He could see, shimmering in the sunlight ahead of him, Lake Carlopa. But he also became aware that his machine was steadily going down. He tried to figure out whether he could gain enough horizontal distance in proportion to his vertical drop to make the lake. And as he looked at the distance separating him from the body of water, it was with a sinking sensation in his heart that he answered himself in the negative.
“It can’t be done!” Tom told himself.
This being the case, he must pick out the next best expedient.
“We’ve got to crash, and soon,” he reasoned. “I’d better pick out a big, soft tree. The upper branches will give a little and bring us up gradually. A tree’s better than the ground with its underbrush.”
After her first spasm of terror Mary had become calm, and was sitting tensely in her seat waiting for Tom to bring her out of the danger.
It was not the first time she and the young inventor had been in desperate plights, and always before this Tom had come out ahead of the game in taking chances with death. Of course there could be one last time, but Mary was not thinking of that.
“It looked as desperate as this on Earthquake Island,” she told herself. “Yet we got off, thanks to Tom.”
All this while the Hummer had been gliding down on a long slant. Mary realized, of course, that the longer and more gradual the slant, or angle, at which the falling aeroplane approached the earth, the better chance it had for making a gentle and safe landing. It is the sudden nose dives, or tail spins, straight to earth that crash the planes and kill the pilots.
Tom was saving his machine. He would let it glide swiftly down for a short distance and then head it up, so it would nose toward the sky. This would slacken its speed and also carry it further along.
But it was evident that he could never cross the wide area of the burning forest and reach Lake Carlopa. That was out of the question. The next best thing, as Tom had decided, was to land in some big tree, the springing branches of which would act as a cushion.
“But I’ve got to pick out a spot where there isn’t any fire,” Tom told himself.
There was, of course, a certain burning area of the forest fire.
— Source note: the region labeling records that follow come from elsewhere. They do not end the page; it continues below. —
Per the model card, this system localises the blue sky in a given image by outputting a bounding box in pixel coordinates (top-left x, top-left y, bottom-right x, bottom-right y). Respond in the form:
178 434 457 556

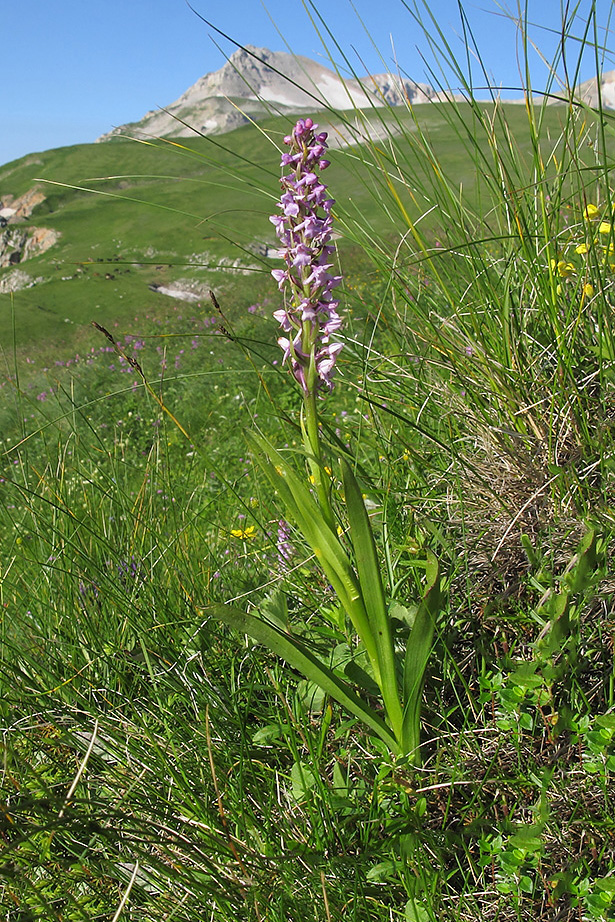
0 0 615 164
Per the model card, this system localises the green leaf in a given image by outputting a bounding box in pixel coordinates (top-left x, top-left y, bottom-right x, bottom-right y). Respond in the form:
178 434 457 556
404 899 431 922
402 551 442 763
206 604 399 753
565 528 598 595
342 461 403 738
249 433 377 664
290 762 318 803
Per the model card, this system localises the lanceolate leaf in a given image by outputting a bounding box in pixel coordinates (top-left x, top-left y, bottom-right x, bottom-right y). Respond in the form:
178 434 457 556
342 461 403 737
402 551 442 763
251 434 379 672
207 605 399 753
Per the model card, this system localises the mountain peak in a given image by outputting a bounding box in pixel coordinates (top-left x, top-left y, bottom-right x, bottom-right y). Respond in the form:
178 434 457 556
98 45 436 141
98 45 615 141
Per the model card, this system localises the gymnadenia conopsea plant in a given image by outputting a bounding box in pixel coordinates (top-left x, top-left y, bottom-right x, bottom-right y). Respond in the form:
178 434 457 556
209 118 441 763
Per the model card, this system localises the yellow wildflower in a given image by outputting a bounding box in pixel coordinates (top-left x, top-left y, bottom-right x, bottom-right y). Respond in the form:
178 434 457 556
551 259 576 279
231 525 256 541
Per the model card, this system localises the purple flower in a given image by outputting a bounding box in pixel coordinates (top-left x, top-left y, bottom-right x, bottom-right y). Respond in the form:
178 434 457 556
270 118 342 395
277 519 294 572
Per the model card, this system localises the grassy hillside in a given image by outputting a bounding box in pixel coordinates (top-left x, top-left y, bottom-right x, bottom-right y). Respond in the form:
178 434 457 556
0 73 615 922
0 104 592 350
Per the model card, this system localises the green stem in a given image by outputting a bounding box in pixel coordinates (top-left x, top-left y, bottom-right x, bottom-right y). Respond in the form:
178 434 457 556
301 357 336 532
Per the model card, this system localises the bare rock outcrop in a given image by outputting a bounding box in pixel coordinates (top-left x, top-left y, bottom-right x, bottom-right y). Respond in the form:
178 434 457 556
98 45 450 141
0 186 60 270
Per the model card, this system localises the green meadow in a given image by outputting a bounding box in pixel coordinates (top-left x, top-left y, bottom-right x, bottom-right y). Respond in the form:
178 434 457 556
0 7 615 922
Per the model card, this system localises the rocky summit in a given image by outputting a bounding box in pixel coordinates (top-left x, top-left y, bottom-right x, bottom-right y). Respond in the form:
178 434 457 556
98 45 439 141
98 45 615 141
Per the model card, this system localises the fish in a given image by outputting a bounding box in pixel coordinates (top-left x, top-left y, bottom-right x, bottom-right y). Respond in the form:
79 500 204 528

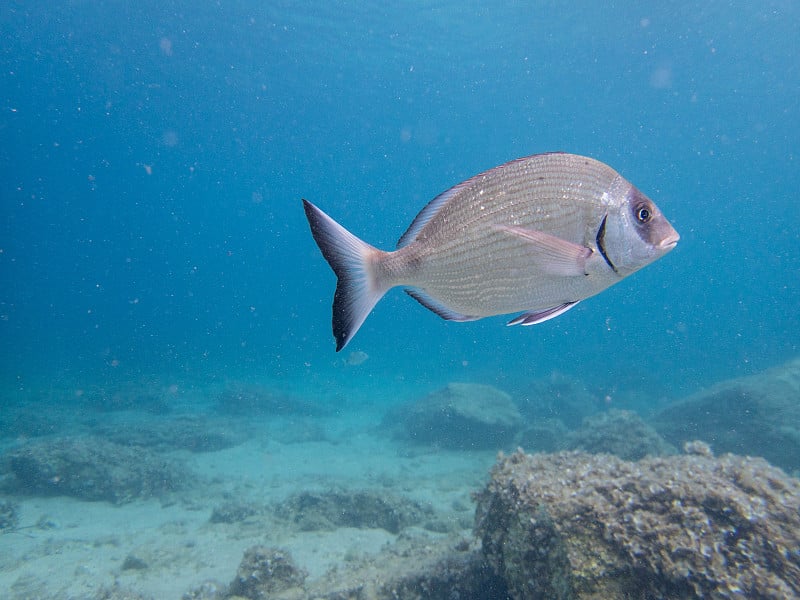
303 152 680 352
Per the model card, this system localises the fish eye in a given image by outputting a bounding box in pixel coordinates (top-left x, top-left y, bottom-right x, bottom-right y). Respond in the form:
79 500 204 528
636 205 653 223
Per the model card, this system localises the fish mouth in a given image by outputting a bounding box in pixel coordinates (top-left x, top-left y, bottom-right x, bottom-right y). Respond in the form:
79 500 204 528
658 231 681 250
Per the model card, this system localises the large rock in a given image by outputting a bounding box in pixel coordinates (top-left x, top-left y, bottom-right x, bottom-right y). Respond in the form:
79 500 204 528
564 408 676 460
387 383 522 450
228 546 307 600
275 490 433 533
476 443 800 600
652 358 800 472
4 436 188 504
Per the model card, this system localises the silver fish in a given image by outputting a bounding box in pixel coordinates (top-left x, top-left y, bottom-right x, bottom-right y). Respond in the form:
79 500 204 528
303 153 680 352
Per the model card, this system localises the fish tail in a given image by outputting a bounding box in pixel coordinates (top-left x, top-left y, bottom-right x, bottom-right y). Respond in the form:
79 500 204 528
303 200 391 352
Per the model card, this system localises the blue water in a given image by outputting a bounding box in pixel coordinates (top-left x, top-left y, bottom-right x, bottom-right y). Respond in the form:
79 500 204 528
0 2 800 394
0 0 800 596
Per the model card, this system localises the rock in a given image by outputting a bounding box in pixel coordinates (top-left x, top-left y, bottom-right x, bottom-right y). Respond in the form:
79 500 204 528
564 408 677 460
216 384 330 417
208 502 263 523
384 383 522 450
95 415 246 453
476 452 800 600
517 418 569 452
651 358 800 472
4 437 188 504
0 501 19 534
276 491 433 533
228 546 306 600
120 554 148 571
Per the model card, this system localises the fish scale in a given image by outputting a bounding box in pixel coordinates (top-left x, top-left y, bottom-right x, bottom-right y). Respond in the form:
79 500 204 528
304 153 679 350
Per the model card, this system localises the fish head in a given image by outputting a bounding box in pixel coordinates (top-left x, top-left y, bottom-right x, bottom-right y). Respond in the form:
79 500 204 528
597 185 680 277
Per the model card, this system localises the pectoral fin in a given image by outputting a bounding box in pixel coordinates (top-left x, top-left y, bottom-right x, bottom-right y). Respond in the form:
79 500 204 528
495 225 592 277
507 300 579 325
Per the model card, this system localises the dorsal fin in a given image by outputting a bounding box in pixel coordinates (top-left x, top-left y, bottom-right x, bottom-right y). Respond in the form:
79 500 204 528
397 181 466 250
397 152 563 250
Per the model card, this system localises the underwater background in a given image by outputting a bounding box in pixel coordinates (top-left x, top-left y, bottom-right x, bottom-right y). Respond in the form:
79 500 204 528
0 0 800 597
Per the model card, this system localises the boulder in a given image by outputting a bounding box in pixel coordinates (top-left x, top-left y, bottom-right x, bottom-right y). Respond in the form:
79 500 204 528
387 383 522 450
476 444 800 600
651 358 800 473
564 408 677 460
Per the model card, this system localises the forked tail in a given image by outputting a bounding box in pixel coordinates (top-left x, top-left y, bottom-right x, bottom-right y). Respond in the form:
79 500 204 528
303 200 390 352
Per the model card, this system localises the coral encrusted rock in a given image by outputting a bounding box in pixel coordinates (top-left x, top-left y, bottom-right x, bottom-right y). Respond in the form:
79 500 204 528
651 358 800 473
476 445 800 600
4 437 186 504
228 546 306 600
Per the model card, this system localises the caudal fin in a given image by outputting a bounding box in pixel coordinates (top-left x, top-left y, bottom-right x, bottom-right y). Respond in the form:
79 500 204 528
303 200 389 352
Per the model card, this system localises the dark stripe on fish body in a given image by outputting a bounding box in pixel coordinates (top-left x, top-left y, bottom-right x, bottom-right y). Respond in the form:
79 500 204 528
595 215 617 273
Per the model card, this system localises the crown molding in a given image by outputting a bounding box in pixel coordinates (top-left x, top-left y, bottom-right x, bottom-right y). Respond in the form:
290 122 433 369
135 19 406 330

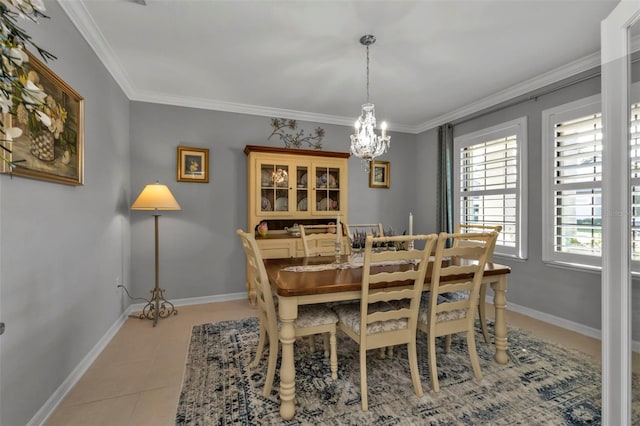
416 52 600 133
129 90 415 133
58 0 134 99
57 0 600 134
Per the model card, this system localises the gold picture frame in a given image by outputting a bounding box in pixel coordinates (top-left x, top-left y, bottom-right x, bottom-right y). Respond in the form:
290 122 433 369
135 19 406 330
369 161 391 188
177 146 209 183
2 51 84 186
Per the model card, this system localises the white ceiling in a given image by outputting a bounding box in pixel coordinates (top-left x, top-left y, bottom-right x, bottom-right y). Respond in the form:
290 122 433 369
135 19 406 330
59 0 618 133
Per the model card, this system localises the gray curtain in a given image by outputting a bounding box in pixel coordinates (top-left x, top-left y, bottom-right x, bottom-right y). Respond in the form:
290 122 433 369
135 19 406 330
438 123 454 233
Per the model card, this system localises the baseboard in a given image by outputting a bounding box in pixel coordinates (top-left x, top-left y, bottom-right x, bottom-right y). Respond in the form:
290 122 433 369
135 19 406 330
27 292 247 426
127 291 247 314
27 312 127 426
485 295 640 352
27 292 640 426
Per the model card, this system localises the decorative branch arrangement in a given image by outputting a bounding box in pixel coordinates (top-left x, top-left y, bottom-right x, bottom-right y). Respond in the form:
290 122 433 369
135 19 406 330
267 118 324 149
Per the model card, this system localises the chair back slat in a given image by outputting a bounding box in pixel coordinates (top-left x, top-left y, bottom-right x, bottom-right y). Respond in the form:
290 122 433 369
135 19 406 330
360 234 436 348
300 225 342 257
455 223 502 262
428 231 497 336
236 229 278 332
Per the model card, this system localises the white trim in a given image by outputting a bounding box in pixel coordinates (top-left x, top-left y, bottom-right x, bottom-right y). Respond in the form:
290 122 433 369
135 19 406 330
453 116 528 259
27 311 127 426
600 0 640 425
58 0 600 134
58 0 134 99
541 95 602 267
416 52 600 133
27 292 247 426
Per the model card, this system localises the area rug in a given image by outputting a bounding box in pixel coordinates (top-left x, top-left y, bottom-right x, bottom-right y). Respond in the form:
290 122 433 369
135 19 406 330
176 318 640 425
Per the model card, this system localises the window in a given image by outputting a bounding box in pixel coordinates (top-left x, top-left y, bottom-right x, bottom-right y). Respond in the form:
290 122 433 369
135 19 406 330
542 95 602 266
453 117 528 258
542 95 640 271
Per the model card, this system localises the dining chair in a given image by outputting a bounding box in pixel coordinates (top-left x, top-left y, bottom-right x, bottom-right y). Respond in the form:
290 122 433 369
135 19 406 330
447 223 502 346
418 231 498 392
236 229 338 397
333 234 437 411
300 225 342 257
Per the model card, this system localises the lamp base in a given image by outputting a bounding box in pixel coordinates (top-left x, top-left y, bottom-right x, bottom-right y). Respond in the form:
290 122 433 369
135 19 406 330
139 288 178 327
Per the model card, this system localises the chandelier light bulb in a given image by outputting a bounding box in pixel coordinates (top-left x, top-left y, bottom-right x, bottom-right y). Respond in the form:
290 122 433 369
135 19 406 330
351 35 391 172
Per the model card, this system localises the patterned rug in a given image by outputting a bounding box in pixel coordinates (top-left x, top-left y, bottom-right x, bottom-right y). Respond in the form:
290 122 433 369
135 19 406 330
176 318 640 425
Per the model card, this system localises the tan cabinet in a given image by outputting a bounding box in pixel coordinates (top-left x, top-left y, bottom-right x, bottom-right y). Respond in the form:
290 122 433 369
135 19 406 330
244 145 350 299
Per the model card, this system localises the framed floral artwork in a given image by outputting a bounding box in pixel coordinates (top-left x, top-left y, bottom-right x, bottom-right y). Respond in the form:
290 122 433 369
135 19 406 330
369 161 391 188
178 146 209 183
5 51 84 185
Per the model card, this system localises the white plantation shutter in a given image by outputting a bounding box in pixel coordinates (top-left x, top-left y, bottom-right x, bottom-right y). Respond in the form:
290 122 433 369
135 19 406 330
553 113 602 256
460 135 518 247
543 96 640 270
454 118 526 258
629 103 640 262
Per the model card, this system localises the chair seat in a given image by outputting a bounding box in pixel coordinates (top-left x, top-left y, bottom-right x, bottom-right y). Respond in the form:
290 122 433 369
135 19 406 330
278 305 338 330
418 305 467 324
438 291 469 303
333 302 407 334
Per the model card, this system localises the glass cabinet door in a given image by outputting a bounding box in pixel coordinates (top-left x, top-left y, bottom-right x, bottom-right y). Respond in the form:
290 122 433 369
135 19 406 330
295 166 310 212
258 162 291 213
313 165 342 216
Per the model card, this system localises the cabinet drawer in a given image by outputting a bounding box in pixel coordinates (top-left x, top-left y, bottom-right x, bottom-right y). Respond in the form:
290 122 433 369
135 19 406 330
257 238 296 259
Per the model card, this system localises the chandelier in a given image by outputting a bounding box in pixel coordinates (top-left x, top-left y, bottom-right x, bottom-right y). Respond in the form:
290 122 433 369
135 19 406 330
351 35 391 172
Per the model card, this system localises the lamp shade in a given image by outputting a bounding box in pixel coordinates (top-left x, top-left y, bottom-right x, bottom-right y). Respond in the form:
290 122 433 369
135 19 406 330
131 182 180 210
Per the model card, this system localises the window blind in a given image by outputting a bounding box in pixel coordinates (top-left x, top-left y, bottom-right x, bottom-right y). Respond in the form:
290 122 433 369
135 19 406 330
459 135 518 247
553 113 602 256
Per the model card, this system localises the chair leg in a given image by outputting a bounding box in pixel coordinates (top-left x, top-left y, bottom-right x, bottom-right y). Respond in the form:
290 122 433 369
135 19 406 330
478 283 490 343
407 338 423 398
467 329 482 380
322 333 331 358
360 346 369 411
427 333 440 392
329 329 338 380
249 321 267 367
262 336 280 397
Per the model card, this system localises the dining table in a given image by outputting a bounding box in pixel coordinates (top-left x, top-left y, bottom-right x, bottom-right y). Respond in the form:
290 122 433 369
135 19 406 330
264 255 511 420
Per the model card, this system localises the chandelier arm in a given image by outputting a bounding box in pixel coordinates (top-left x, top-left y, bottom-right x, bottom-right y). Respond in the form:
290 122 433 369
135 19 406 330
351 35 391 171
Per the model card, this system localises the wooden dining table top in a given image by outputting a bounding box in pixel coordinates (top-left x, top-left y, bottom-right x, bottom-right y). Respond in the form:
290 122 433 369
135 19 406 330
264 255 511 297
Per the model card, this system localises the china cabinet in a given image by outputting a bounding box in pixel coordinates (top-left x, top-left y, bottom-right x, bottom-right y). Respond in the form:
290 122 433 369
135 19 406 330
244 145 350 298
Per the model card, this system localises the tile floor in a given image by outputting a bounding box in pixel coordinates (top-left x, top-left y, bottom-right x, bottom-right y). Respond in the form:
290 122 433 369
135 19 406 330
46 300 600 426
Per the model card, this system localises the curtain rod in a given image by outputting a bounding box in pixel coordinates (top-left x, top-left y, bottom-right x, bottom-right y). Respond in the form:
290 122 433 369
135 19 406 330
451 51 640 126
451 70 601 126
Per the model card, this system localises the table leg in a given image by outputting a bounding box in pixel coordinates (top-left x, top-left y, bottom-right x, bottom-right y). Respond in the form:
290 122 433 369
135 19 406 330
491 275 509 364
278 297 298 420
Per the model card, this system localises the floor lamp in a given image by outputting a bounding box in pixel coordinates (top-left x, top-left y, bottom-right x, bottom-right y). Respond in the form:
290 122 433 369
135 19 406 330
131 181 180 327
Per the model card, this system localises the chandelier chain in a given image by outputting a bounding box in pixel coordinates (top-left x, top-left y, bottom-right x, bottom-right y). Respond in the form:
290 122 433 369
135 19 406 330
367 45 369 103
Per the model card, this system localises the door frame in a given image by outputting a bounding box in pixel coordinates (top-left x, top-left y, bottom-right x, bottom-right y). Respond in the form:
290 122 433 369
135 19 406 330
600 0 640 425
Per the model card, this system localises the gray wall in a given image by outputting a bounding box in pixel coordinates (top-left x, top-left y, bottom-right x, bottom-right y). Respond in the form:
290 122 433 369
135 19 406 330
0 2 130 426
440 78 601 329
0 2 638 426
131 102 420 300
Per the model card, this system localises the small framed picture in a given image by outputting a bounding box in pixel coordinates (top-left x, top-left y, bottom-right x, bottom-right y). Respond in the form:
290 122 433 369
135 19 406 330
369 161 391 188
178 146 209 183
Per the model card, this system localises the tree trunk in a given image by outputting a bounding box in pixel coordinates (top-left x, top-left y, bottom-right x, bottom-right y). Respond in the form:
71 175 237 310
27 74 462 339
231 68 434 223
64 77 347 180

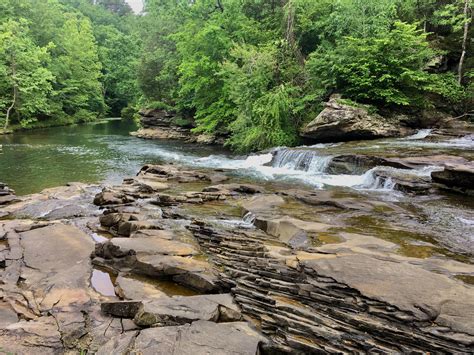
3 60 18 130
458 0 472 85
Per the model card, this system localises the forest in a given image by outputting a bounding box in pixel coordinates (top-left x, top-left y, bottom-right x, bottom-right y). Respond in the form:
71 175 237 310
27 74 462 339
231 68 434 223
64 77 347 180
0 0 474 152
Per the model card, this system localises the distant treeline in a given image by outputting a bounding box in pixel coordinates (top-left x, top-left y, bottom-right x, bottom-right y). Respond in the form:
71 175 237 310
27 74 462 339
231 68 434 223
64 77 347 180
0 0 474 151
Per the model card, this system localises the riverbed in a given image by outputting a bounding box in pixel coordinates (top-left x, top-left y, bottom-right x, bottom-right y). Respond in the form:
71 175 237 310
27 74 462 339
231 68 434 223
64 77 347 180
0 120 474 354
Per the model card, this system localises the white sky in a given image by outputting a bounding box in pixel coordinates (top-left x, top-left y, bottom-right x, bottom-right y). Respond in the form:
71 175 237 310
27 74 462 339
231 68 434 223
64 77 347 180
127 0 143 14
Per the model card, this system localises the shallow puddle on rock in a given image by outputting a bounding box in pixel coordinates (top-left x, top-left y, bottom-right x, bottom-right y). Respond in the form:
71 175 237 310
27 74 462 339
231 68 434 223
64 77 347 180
91 268 115 297
315 233 344 248
91 232 111 243
124 274 200 296
398 243 440 259
454 275 474 285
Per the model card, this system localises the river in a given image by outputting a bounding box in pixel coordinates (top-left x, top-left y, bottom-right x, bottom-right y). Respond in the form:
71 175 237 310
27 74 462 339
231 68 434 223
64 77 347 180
0 119 474 255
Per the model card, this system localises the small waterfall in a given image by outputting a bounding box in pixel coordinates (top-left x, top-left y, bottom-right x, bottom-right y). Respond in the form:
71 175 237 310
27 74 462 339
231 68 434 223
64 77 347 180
272 149 332 173
358 167 396 191
404 129 433 140
242 212 255 224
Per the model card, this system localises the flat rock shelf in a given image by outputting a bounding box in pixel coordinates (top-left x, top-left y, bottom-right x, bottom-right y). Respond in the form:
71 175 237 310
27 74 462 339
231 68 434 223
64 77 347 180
0 160 474 354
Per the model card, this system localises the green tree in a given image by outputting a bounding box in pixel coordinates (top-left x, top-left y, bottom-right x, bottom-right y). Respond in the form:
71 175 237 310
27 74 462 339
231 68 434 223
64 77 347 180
308 22 444 106
0 19 53 129
53 15 106 121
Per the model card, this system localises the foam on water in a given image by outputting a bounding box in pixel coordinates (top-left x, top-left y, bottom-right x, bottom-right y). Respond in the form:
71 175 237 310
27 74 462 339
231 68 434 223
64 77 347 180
403 129 433 140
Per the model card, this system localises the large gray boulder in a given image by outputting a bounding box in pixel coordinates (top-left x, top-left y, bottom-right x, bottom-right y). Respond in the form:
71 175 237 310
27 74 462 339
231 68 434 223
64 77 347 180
301 95 403 142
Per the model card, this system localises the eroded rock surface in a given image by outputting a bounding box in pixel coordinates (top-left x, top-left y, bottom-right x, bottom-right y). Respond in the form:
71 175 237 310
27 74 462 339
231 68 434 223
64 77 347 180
301 95 408 142
0 163 474 354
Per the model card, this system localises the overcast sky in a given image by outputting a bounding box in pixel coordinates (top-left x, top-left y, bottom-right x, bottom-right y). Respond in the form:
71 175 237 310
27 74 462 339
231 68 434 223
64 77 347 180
127 0 143 13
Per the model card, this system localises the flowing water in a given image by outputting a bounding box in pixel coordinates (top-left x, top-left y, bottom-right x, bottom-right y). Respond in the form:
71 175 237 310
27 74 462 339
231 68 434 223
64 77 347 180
0 120 474 255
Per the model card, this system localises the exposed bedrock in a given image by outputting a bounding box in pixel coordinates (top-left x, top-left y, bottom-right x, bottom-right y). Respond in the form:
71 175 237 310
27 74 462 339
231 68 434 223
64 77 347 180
0 161 474 355
131 109 224 145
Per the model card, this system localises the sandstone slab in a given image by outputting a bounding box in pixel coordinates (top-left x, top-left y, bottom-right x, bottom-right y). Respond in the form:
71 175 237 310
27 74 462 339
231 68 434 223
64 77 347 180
135 294 241 326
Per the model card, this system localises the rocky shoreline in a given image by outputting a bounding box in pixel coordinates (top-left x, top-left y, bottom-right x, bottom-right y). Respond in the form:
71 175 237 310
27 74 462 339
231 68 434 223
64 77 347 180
0 159 474 354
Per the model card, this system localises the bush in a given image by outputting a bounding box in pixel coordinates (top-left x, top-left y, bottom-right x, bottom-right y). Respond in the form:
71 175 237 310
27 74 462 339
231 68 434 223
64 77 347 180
308 22 435 107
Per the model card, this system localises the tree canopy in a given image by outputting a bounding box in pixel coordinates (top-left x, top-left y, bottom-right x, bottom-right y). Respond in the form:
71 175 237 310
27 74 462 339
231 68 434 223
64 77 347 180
0 0 474 151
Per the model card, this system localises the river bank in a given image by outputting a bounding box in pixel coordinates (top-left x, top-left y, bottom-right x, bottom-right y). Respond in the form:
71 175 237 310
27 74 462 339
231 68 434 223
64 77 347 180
0 122 474 354
0 158 474 354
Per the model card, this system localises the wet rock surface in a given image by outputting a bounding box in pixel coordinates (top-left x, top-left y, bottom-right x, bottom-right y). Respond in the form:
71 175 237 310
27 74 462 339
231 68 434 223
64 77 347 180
131 109 224 145
301 95 409 142
0 163 474 354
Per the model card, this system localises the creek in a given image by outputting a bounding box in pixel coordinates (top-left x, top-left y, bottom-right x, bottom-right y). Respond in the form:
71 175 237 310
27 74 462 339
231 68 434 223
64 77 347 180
0 119 474 255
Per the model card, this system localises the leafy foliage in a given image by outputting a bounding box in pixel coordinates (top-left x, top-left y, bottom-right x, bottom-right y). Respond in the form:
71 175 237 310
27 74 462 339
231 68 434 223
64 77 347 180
0 0 140 127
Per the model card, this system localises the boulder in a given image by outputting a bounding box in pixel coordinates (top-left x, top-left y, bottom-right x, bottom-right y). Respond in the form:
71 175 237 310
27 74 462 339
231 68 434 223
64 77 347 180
115 275 168 300
100 237 198 256
100 301 143 318
431 162 474 192
240 195 285 215
301 95 402 142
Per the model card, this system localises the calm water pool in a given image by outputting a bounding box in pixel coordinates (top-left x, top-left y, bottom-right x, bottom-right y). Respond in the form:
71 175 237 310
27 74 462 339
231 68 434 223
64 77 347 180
0 120 226 195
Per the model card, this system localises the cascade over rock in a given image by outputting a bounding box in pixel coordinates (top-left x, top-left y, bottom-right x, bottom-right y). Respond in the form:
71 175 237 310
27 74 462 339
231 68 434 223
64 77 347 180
301 94 408 142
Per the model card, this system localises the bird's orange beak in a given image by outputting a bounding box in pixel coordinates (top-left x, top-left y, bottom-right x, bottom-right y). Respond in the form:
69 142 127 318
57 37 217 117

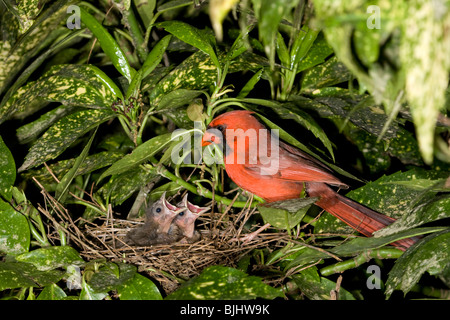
202 130 220 147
Equally of course, there was not an even number of square miles ablaze. The fire was irregular in shape, and there were portions, perhaps a mile in extent each way, where the flames had not taken hold. Also, because of the nature of the fuel on which it fed, the fire advanced irregularly. The line of its advance was one that curved in and out, so that there were indentations here and there like the shore line of the sea, with bays of fire and points of woodland as yet unburned.
To pick out one of these places was Tom’s desire, and as the aeroplane glided nearer and nearer to the earth he knew that he must soon make this decision.
“Oh, Tom, what are we going to do?” faltered Mary. The suspense was telling on her. She could not quite fathom Tom’s object.
“We’re going to land in that big pine tree,” he suddenly exclaimed. “Hold your arms over your face, Mary, so you won’t be scratched. Look out now—here we go!”
As Tom spoke he ducked down behind the protection cowl of the cockpit in front of him, having a moment before adjusted the steering lever so as to glide into the top of an immense pine tree which stood in the midst of a clump of other giants of the forest, in a space as yet untouched by fire.
A moment later the Hummer crashed—crashed with a thud, a rending, a crackling, a splintering and tearing that went to Tom’s heart, for the plane was almost like a live creature to him.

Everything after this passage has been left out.